Франциск пошел к дому бранившегося недавно профессора, вошел в сени и постучал в дверь.
— Ну, это действительно становится невыносимым, — сказал голос за дверью, и поспешные мелкие шаги направились к нам. Дверь открылась, на ее пороге стоял высокий, худой, аскетического вида старик.
— Извольте, ночные гости, да еще в придачу с птицами! Я терпеть не могу птиц, оставьте Вашу ношу в коридоре, если желаете войти сюда.
— Я прошу равноправия для обоих моих спутников, — сказал Франциск. — Когда Вы, профессор, въезжали сюда с огромным количеством багажа. Вас ведь никто ни в чем не ограничивал. Напротив, Вам предоставили целый домик в пользование и ставили только одно условие: милосердие к людям, цветам, птицам и животным. Теперь я к нему взываю.
— Странные у вас здесь нравы. Я приехал сюда поделиться знаниями с вашими учеными, знаниями, которые могут мир обогатить. И вместо того, чтобы спешить ко мне, меня держат в совершенно не подходящем мне обществе, и первыми являетесь вы со своим призывом к милосердию. Какой толк из всех тех жертв, что я принял на себя, добираясь до вас? Для чего я ехал? Чтобы сидеть в лесу с москитами?
— Перед Вами был иной путь. Вам прелагали ехать в Америку. Вам говорили, что Вы можете там найти сбыт Вашей учености. Вы ведь знаете, что не поехали туда, боясь конкуренции и опасаясь, что не займете там первого положения.
— Потому-то я и приехал сюда, что верю в бескорыстие Ваших ученых. Верю, что они меня не надуют, как это могут сделать янки.

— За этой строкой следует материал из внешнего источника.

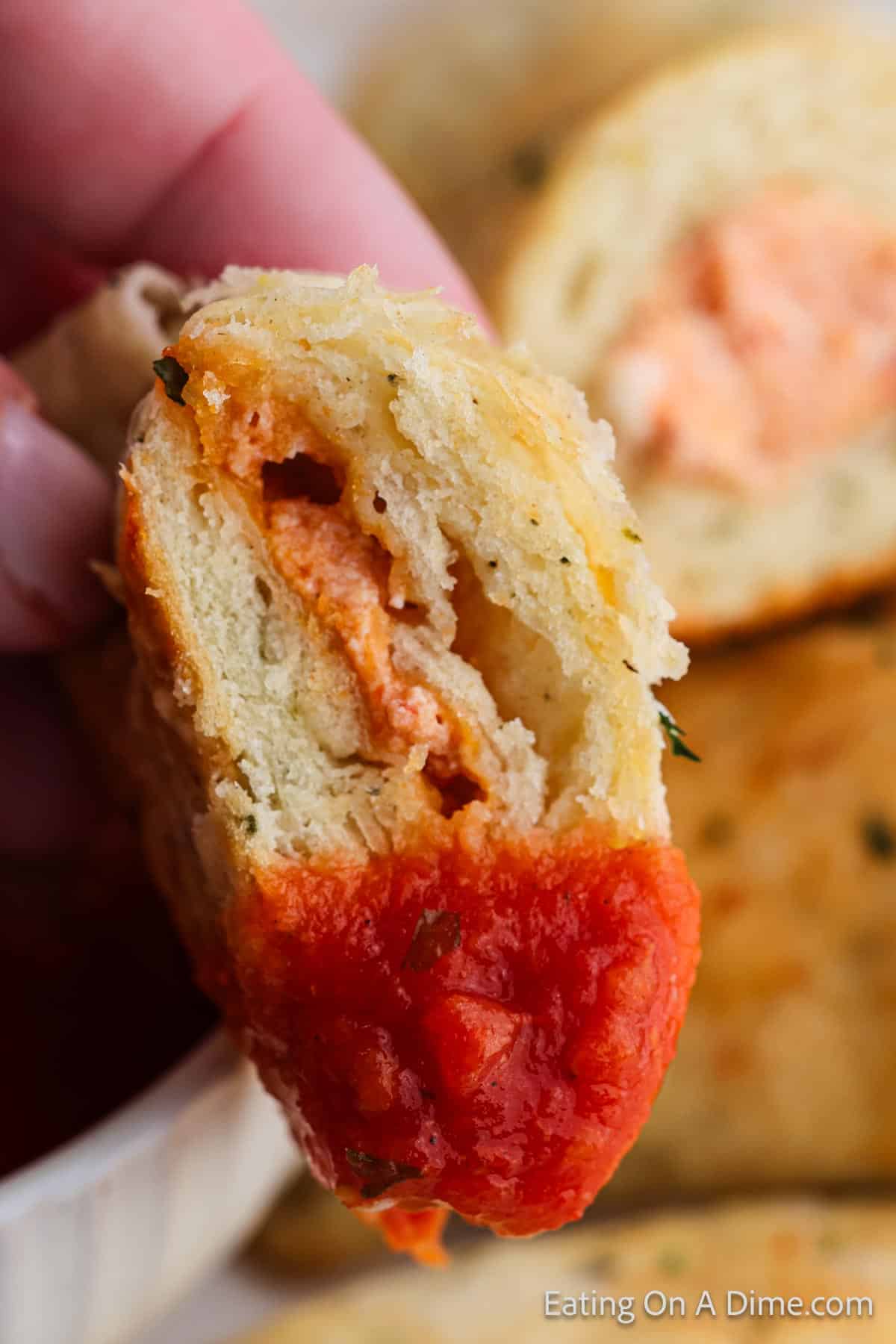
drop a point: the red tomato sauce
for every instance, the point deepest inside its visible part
(482, 1028)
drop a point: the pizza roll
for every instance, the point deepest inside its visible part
(470, 104)
(399, 753)
(94, 362)
(715, 262)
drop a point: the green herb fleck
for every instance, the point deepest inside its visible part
(675, 737)
(173, 378)
(879, 836)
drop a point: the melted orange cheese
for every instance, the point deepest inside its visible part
(770, 337)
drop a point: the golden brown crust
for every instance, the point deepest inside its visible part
(785, 1071)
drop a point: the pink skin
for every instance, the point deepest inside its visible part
(181, 136)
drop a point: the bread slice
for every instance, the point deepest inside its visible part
(813, 112)
(399, 753)
(788, 824)
(470, 105)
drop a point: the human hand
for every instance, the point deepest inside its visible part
(188, 140)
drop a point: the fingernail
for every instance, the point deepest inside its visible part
(54, 519)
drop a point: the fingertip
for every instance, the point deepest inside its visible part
(54, 519)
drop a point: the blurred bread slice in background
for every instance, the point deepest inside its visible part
(785, 1071)
(496, 1295)
(715, 262)
(470, 105)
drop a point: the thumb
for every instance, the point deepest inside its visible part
(54, 519)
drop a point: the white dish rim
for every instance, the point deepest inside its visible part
(143, 1121)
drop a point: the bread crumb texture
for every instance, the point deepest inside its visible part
(385, 578)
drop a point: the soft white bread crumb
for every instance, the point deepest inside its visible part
(538, 625)
(813, 108)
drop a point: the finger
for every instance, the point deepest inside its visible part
(37, 279)
(190, 139)
(47, 800)
(54, 519)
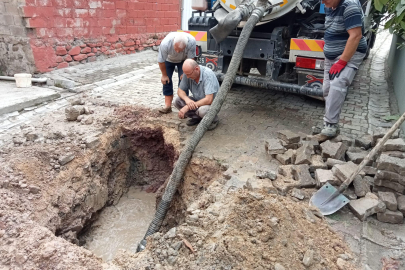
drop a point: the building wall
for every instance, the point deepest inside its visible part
(15, 50)
(65, 33)
(396, 63)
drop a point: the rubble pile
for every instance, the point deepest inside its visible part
(310, 161)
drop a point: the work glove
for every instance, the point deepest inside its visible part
(336, 68)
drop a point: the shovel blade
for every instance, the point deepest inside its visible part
(322, 195)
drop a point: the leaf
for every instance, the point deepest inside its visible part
(391, 117)
(377, 4)
(187, 243)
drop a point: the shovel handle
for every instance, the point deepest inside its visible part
(372, 153)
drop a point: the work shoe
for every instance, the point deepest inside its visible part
(193, 121)
(330, 130)
(165, 110)
(213, 125)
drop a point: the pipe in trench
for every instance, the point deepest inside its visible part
(274, 85)
(185, 156)
(39, 80)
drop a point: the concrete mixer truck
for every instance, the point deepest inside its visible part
(285, 49)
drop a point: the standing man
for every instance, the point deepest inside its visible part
(345, 48)
(203, 84)
(174, 49)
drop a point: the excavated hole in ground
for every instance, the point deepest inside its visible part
(133, 173)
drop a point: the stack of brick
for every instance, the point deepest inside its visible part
(389, 182)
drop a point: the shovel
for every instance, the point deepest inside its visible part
(328, 199)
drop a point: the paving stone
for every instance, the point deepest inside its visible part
(344, 171)
(330, 162)
(287, 158)
(401, 203)
(304, 154)
(333, 150)
(394, 145)
(326, 176)
(364, 141)
(394, 217)
(366, 206)
(302, 175)
(274, 147)
(317, 163)
(392, 164)
(288, 136)
(389, 199)
(361, 186)
(357, 155)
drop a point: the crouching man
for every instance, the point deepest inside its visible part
(203, 84)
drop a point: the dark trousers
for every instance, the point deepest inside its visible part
(168, 87)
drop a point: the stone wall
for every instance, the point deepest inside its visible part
(65, 33)
(15, 50)
(396, 63)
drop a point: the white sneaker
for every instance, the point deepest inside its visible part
(330, 130)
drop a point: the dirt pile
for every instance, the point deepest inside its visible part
(244, 230)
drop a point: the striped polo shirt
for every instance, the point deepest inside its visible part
(347, 15)
(207, 84)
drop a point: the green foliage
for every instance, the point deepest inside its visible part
(392, 14)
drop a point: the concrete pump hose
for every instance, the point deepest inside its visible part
(185, 156)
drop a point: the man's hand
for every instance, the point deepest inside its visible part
(336, 68)
(191, 104)
(183, 111)
(165, 79)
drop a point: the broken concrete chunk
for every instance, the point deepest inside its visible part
(344, 171)
(366, 206)
(332, 162)
(302, 175)
(317, 163)
(63, 160)
(361, 186)
(364, 141)
(274, 147)
(394, 145)
(394, 217)
(401, 203)
(288, 136)
(266, 174)
(357, 155)
(298, 193)
(333, 150)
(389, 199)
(304, 154)
(326, 176)
(260, 185)
(286, 158)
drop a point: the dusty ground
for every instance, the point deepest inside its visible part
(47, 203)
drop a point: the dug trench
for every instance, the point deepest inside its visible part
(208, 226)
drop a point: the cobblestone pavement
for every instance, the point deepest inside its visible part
(247, 118)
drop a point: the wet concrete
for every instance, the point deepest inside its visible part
(121, 226)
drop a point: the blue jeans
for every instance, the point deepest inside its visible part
(168, 87)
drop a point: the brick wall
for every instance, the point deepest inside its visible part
(15, 50)
(64, 33)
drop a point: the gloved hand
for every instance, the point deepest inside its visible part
(336, 69)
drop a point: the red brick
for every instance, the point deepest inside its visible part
(64, 32)
(68, 58)
(63, 65)
(75, 51)
(129, 43)
(120, 5)
(36, 22)
(81, 3)
(80, 57)
(60, 50)
(81, 13)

— Перед Вами сейчас очень серьезная проблема. И тот, кто основал Общину, прислал меня сказать Вам, что Вы заблуждаетесь, что все Ваши открытия, на которые Вы истратили жизнь, давно известны у нас, на Востоке. Вы подошли только к самому первоначальному источнику, а наши ученые уже давно решили все начальные задачи и пришли к окончательным выводам. Вы идете неверным путем, и для истинной науки Вам надо начать все с самого начала. Если Вы хотите, Вы можете остаться здесь и, начав все с сначала, следуя указаниям наших ученых, на правах простого ученика учиться, руководясь заданиями, которые будут Вам указаны. Вы можете в наших библиотеках пользоваться всеми книгами мира, и Вам нет надобности таскать за собой свою небольшую библиотеку. Вы можете выбирать себе любые системы для разработки даваемых Вам заданий. Но самые задания для первоначальной работы будут Вам даны. Это еще не все. В нашей науке не могут работать люди, пренебрегающие всеми другими свойствами в себе, кроме ума. В человеке есть еще душа и дух. Тот, кто, как Вы, не поинтересовался развитием в себе духовных сил, не может быть тружеником восточной науки. И не потому, что он недостоин этой чести, как саркастически думаете сейчас Вы, друг. Но только потому, что в нашей науке все начинается и кончается основой духа. Разъяснить Вам в столь короткой беседе этот огромный вопрос невозможно. Да и для Вас сейчас сила не в нем. Сила в Вашей любви к науке для пользы и счастья людей, или же весь Ваш интерес к науке лежит в Вашем собственном «Я», которое Вы желаете вознести на высшую ступень земной человеческой славы. Если Вы ищите славы, ищите ее где угодно, только не у нас. Если ищите науки для пользы и счастья людей, Вы мажете располагать каждым из нас, равно как и всем тем, что есть у нас.